“Combattiamo per Putin, ci dà soldi e nazionalità”. Così i siriani partono per il fronte

I miliziani intervistati dall’ANSA. Il contratto? “Erano tre pagine tutte in russo. Ci siamo fidati di quello che ci diceva l’interprete”

Beirut – Mille dollari al mese per almeno 6 mesi e la cittadinanza russa è la ricompensa offerta dalle forze militari di Mosca ai miliziani che si arruolano nei centri di reclutamento siriani per essere spediti sul fronte ucraino.
L’ANSA ha intervistato alcuni siriani che hanno già firmato il contratto con le forze russe e che attendono “con ansia” la chiamata per il fronte, “perchè la vita è sempre più difficile” nella Siria martoriata dalla guerra e stravolta da un collasso economico senza precedenti. Rida, pseudonimo di uno dei combattenti interpellato a patto di proteggerne l’anonimato, è originario della regione costiera di Tartus. Ha militato per anni in una formazione armata filo-governativa, i Falchi del deserto. Questa milizia, il cui comandante era stato insignito negli anni scorsi dalle forze russe, è stata disciolta nel 2018. E da allora i suoi componenti si sono trovati senza stipendio.
Secondo l’Onu, nella Siria in guerra da undici anni la povertà colpisce il 90% della popolazione di un Paese dove circa 10 milioni di persone hanno dovuto abbandonare le loro case, e dove i servizi essenziali – medicine, benzina, elettricità, acqua potabile – sono assenti o estremamente costosi.
“Lavoro come muratore ma non riesco a sfamare la mia famiglia”, afferma Rida che ammette di voler partire “quanto prima” per il Donbass. “Non ho esitato nemmeno un secondo prima di firmare il contratto”. Il suo arruolamento è avvenuto dieci giorni fa. “Mi hanno detto che ci sarebbe stato un raduno a Ras al Bassit, a nord di Latakia”, il principale porto sulla costa mediterranea poco lontano dal comando militare russo in Siria. Le forze di Mosca, alleate da decenni del governo di Damasco, sono presenti nel Paese arabo dal 2015. E da allora hanno rafforzato la presenza in tutta l’area, coordinandosi con gli Stati Uniti, l’Iran, la Turchia, Israele, tutti attori coinvolti a vario titolo nel conflitto. “A Ras al Bassit eravamo in 200, tutti ex membri dei Falchi del deserto”, racconta Rida. “È arrivato un ufficiale russo che parlava tradotto da un interprete. Ci ha detto che devono addestrarci a combattimenti in zone urbane, vogliono gente con esperienza e non ragazzi alle prime armi. Le persone arruolate nell’esercito regolare (siriano) non sono accettate”.
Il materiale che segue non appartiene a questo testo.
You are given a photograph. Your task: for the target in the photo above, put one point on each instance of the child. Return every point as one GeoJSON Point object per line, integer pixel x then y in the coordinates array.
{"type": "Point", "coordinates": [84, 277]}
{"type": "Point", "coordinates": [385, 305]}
“L’interprete dell’ufficiale russo – prosegue il racconto – ci ha poi illustrato i vantaggi dell’arruolamento per il Donbass: uno stipendio che va dai 3 ai 6mila dollari per sei mesi di impegno continuativo. Ci hanno detto che i soldi saranno dati alle nostre mogli in Siria”. Ai “volontari” siriani gli ufficiali russi – secondo Rida e altri intervistati – offrono “la cittadinanza russa”. “Ci hanno detto che in Donbass ci accorperanno all’esercito regolare russo e non saremo trattati da ausiliari. E che ci daranno subito la cittadinanza”.
Il contratto? “Erano tre pagine tutte in russo. Ci siamo fidati di quello che ci diceva l’interprete”, afferma Mahmud, pseudonimo di un altro “volontario” intervistato. Ex miliziano e operaio a cottimo, Mahmud è della zona di Hama. Racconta di essersi rivolto a un centro dell’esercito siriano e che da li’ e’ stato indirizzato alla vicina base militare russa, a nord della città. “In ogni zona i russi hanno dei loro agenti locali che raccolgono le domande e le girano ai comandi di Mosca”. Il viaggio, raccontano Rida, Mahmud e altri, “avvera senza bisogno di passaporto. Ci hanno detto che ci chiameranno e organizzeranno tutto loro, dal trasferimento ai permessi di sicurezza”.